Founded to organize the exploding volume and variety of wellness information. The paradox of our information age: while information is becoming more readily available, the answers we seek often become more elusive.
Developed predictive models of insurance claims and clinical datasets. Implemented ML algorithms to identify core drivers of clinical outcomes. Served as physician advisor to product development teams.
My academic training established the methodological foundations I continue to apply: the search for hidden patterns in complex biological and behavioral systems.
My doctoral work at Case Western Reserve University employed combinatorial network analysis to identify molecular patterns distinguishing short-term from long-term survivors of glioblastoma.
CRANE (Combinatorially dysRegulated subNEtworks) achieved 80% prediction accuracy using a 50-gene subnetwork signature, demonstrating that network-based mRNA signatures serve as better indicators of protein-level dysregulation than sets of differentially expressed single genes—a nearly 7-fold improvement.
At MetroHealth System and the Louis B. Stokes VA Medical Center, I developed statistical approaches to mine patterns from de-identified patient records—detecting drug side effects and predicting adverse events.
This work showed that EHR data could reveal multivariate pharmacosurveillance signals invisible to traditional case reports.
Using the Explorys platform to analyze population-level electronic health records. Applied NLP algorithms to physicians' notes and collaborated with clinicians to identify clinical endpoints.
As faculty in the Systems Biology and Bioinformatics program at Case Western, I taught graduate courses in Clinical Research Informatics and Healthcare Data Analytics.
Before medicine, I studied engineering. My first love: the quantitative foundations—fluid mechanics, systems dynamics, computational methods—that would later shape how I approach biological and behavioral complexity.

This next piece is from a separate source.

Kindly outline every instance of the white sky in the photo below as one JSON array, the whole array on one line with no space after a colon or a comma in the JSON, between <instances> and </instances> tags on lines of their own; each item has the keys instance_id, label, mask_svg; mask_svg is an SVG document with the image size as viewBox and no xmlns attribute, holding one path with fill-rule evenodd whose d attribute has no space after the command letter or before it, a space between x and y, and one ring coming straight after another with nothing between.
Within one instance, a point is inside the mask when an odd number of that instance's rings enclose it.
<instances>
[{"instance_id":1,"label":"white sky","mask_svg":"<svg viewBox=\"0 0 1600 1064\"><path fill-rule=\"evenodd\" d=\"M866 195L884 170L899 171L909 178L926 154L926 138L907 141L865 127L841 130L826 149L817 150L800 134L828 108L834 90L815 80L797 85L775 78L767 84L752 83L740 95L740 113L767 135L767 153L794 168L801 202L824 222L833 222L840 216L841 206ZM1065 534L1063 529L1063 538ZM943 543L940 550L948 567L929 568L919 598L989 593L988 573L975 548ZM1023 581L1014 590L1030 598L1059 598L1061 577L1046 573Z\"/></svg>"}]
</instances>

Eight years traversing the molecular foundations of disease while learning to see patients, not just data. The dual degree was about learning to translate between languages: the molecular and the clinical.
My dissertation explored the network architecture of cancer—how patterns of gene expression could predict survival in glioblastoma. This work established my orientation toward network thinking.
A certificate in Ayurveda offered a framework for understanding constitution, imbalance, and restoration that complemented my Western training.
The key lesson: ancient systems encode empirical wisdom that modern science is only beginning to validate.
Bachelor of Science in Mechanical Engineering. Engineers ask: how do we model this system? How do we intervene? These questions never left me.
Wavelet-Based Characterization Of Small-Scale Turbulent Structures In A Mechanical Heart Valve Flow — ASME Summer Bioengineering Conference, 2005 (Winner, Student Poster Competition)
Synthesis and In Vitro Biocompatibility of Injectable Polyurethane Foam Scaffolds — Tissue Engineering, 2006
Looking back, the through-line becomes clear. In glioblastoma, I searched for molecular patterns that could distinguish survivors from non-survivors—and found that the key was not individual gene expression but the configuration of genes in networks.
At Sensei, I sought to transform wellness information into actionable insight—and found that the key was not more data but better conversations.
Now, at Phronos, I'm asking what happens to human cognition when we intersect with AI systems designed to minimize cognitive friction.
The questions have remained consistent: How do we choose the labels by which to define ourselves? What patterns are we missing when we average across populations? What gets lost when we optimize for efficiency?